Small business BAS tax deadlines on the 28 October, 28 February, 28 April and 28 July seem to always creep up on us, which means we need to ensure that all of your tax affairs are in order.
The best way to make sure all of your small business tax information is accurate and submitted on time is by making record keeping a part of your daily business routine.
Keep reading to learn beneficial tax tips for small businesses, including how to optimise your business’s record-keeping strategy.
Understanding the Basics of Small Business Taxes
As the year comes to a close, a critical tax deadline is the 28 October business activity statement (BAS) deadline. As a business owner, it is on you to correctly report your income, claim your expenses, and have appropriate records filed with the ATO.
It’s important to make sure you meet the BAS deadline and that all your information is accurate if you want to avoid financial and legal penalties from the ATO. If you are unsure of how to go about this, hiring a certified tax agent is a good start. A tax agent will do most of the leg work when it comes to filing small business taxes and the BAS as long as you’ve been on top of your record keeping.
What Is a Business Activity Statement?
Many small Australian businesses will need to complete business activity statements to report their taxes and make payments. Around two weeks before the end of your reporting period, the ATO will send you your BAS. You must complete and return it by 28th of the month quarterly deadline along with any payment to avoid penalties. Your BAS can be lodged through a tax or BAS agent, online, by phone, or by mail, making the process simple for everyone.

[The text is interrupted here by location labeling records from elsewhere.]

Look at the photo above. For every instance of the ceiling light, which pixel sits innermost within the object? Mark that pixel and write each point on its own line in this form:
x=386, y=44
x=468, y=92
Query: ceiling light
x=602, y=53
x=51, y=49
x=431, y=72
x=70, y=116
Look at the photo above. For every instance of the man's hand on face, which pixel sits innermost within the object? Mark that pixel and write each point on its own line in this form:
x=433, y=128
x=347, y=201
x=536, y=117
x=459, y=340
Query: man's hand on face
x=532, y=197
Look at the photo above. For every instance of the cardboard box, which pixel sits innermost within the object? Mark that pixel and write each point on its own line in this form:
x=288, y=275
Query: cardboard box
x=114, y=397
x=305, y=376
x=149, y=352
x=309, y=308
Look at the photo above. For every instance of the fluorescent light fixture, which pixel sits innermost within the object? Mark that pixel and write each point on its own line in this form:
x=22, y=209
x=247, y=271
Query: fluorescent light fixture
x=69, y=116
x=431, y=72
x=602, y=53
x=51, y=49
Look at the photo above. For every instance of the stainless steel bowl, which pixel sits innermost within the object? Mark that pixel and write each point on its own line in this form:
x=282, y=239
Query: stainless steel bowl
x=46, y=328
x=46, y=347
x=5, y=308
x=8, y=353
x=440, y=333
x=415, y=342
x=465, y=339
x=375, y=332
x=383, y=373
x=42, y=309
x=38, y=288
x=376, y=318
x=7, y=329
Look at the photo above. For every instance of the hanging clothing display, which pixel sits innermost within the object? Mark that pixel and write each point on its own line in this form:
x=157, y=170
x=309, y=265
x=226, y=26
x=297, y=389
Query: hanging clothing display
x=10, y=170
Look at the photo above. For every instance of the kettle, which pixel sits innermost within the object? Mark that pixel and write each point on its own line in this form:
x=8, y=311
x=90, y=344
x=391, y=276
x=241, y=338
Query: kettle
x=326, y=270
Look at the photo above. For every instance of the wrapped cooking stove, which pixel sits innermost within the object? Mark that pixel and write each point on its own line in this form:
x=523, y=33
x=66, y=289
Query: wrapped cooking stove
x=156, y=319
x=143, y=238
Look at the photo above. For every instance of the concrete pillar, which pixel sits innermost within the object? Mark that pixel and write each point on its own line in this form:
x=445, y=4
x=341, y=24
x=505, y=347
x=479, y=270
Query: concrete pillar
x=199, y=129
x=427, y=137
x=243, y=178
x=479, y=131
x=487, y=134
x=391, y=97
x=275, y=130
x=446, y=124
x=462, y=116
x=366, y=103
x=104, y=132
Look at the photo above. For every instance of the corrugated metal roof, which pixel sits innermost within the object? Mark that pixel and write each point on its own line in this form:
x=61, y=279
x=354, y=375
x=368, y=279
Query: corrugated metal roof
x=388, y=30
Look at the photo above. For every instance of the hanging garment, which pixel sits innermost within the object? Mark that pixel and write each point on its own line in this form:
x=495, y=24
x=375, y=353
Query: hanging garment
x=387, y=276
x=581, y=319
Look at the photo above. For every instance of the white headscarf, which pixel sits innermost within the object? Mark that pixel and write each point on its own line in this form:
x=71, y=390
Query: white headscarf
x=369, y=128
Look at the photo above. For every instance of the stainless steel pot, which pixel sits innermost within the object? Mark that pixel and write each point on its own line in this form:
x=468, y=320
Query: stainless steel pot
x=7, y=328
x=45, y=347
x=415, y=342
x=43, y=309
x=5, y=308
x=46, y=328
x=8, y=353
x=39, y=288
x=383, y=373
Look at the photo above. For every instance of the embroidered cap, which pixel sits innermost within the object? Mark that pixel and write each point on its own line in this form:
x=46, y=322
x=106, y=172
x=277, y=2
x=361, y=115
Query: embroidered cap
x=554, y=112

Your business activity statement can be used for filing reports such as:
1. Good and services tax (GST)
2. Pay as you go (PAYG) withholding and instalments
3. Fringe benefits tax (FBT) instalments
4. Win equalisation taxes
Tips for Meeting the ATO Tax Deadlines
The ATO requires all businesses to keep records of every transaction that has to do with small business tax and superannuations. This means your documents have to contain enough information for them to determine the purpose of the transaction, which includes the transaction’s date, amount, character, relevant GST information, purpose, and the relationship between the parties. Not only does the ATO require sufficient record-keeping, but it will also assist you when it’s time to lodge your business taxes and submit your BAS.
If you want to meet the record-keeping requirements and avoid mistakes, you must know what records you need to keep track of and make record-keeping a habit. When you dedicate time and energy to keeping accurate small business tax records, you will easily meet your tax obligations and deadlines.
When keeping your records, make sure to:
- Record cash income and expenses
- Account for personal drawings and use of company money or assets
- Record goods for your own use
- Separate private expenses from business expenses
- Keep valid tax invoices for creditable acquisitions when registered for GST
- Keep adequate stock records
- Keep sufficient records to substantiate motor vehicle claims
The ATO is cracking down on businesses and contacting companies about their income and expense claims. They now look for discrepancies in returns when they compare them to pre-fill data or benchmarks, and they have increased their recourses to deal with the cash economy. If you didn’t make record-keeping a part of your practice before, you need to now. Otherwise, the ATO may hit you with legal and financial penalties.
Disclaimer: The information contained in this article is general in nature and does not take into account your personal objectives, financial situation or needs. Please consider whether the information is appropriate to your circumstance before acting on it and, where appropriate, seek professional advice.